By Tom Miles
GENEVA, Jan 25 (Reuters) - The tiny Caribbean nation of
Antigua and Barbuda will tell the World Trade Organization on
Monday that it intends to use trade sanctions against the United
States, which it could enforce by allowing movie downloads
without protecting U.S. copyright.
Antigua has the right to do so because it won a WTO legal
case, first launched in 2003, against a U.S. ban on online
gambling. The United States then said it would no longer apply
WTO rules to gambling but failed to offer Antigua comparable
access in other services, as it should have.
Antigua won the right to hit back with trade sanctions and -
with little hope of persuading Washington by threatening to
block U.S. imports to the nation of 70,000 - it was given
permission to use intellectual property instead.
"American intellectual property rights holders are fighting
piracy across the globe. They hate the theft of their
intellectual property rights and they spend enormous sums trying
to prevent it," Mark Mendel, a lawyer representing Antigua in
the case, told Reuters.
He declined to say exactly how Antigua might act, but said
it could include copyrights, patents or trademarks.
A website that allowed users to download U.S. software or
movies without paying anything to the copyright holders was one
possibility, as was selling Manchester United T-shirts - the
soccer club is owned by the American Glazer family.
"If, when, how it's going to happen, people will just have
to wait to find out."
Although the WTO awarded Antigua the right to impose only
$21 million in annual sanctions, Mendel said the size of the
award was not an obstacle.
If Antigua were to begin a state-sponsored website to
download Hollywood movies and U.S.-made computer software, it
could still inflict a lot of damage on U.S. rights holders.
"When you think about it, $21 million could be all
accomplished in one go or in 50 million goes. The dollar figure
is not important," he said.
Asked if a site charging one cent per download would be a
way to accomplish Antigua's aims, he said: "That is an
intellectual possibility."
The WTO gave Antigua the right to retaliate with sanctions
in December 2007 and it announced last month that it had finally
given up waiting for a U.S. compromise proposal.

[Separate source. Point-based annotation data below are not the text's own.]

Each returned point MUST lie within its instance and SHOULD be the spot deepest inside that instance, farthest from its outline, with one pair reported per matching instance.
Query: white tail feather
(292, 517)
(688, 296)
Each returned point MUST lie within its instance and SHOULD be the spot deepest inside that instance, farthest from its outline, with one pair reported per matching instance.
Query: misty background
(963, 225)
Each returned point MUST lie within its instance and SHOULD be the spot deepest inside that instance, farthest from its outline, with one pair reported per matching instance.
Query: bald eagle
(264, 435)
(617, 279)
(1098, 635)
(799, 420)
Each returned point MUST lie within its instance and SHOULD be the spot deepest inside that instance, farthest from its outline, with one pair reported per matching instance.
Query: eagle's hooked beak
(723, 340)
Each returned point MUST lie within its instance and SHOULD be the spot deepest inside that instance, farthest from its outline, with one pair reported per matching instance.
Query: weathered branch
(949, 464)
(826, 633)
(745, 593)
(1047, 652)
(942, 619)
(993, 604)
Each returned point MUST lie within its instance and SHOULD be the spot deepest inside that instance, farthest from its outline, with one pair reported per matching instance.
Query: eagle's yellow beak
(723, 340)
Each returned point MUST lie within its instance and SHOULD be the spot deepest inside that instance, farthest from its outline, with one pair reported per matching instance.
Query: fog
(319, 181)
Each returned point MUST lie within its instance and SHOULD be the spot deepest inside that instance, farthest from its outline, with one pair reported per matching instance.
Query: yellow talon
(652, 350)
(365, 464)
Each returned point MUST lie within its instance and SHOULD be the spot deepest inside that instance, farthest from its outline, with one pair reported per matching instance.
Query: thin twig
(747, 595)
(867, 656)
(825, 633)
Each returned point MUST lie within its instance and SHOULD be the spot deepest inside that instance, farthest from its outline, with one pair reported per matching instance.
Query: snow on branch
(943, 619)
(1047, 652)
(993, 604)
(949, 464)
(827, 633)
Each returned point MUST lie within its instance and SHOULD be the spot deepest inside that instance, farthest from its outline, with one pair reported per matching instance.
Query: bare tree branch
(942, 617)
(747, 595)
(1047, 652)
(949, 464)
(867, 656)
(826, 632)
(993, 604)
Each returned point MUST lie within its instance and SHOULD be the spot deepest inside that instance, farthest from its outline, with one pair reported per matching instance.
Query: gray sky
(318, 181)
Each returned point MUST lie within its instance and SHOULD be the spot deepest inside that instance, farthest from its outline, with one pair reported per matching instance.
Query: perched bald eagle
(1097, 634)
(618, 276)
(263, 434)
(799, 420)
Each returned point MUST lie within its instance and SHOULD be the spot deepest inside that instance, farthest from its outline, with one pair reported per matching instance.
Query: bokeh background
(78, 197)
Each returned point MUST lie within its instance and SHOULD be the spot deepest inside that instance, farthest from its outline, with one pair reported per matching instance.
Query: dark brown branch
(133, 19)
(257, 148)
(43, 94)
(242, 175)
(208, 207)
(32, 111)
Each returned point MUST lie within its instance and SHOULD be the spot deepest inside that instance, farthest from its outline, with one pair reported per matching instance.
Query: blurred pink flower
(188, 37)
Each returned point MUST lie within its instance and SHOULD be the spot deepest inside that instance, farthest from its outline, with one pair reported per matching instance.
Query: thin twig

The government
hoped the threat of sanctions would break the logjam, Mendel
said.
"We've heard a lot more from them (the U.S. negotiators)
over the past two weeks than over the past 10 years." He added
that Antigua's main aim was still to get the United States to
comply.
In an emailed reply to a request for comment, a spokeswoman
for the U.S. Trade Representative said: "The U.S. is in ongoing
discussions with Antigua in an effort to find a mutually
satisfactory resolution to this dispute."
The United States should be worried about other WTO members
following Antigua and using the same tactic to get their way in
trade disputes, Mendel said.
"If they aren't worried enough about Antigua they should be
worried about someone else coming along. If we do something
inventive that could pose a lot of problems for intellectual
property holders, if we create that precedent, the consequences
could be enormous," he said.
"With Antigua, it's $21 million. Maybe with China it's going
to be $21 billion," said Mendel.
"One of the messages we want to get across is that the WTO
was sold to smaller countries as a level playing field and a way
for them to expand the reach of commerce, subject to a set of
rules that apply to everybody. I think more than anything else
this case is about fairness. The WTO is supposed to be fair."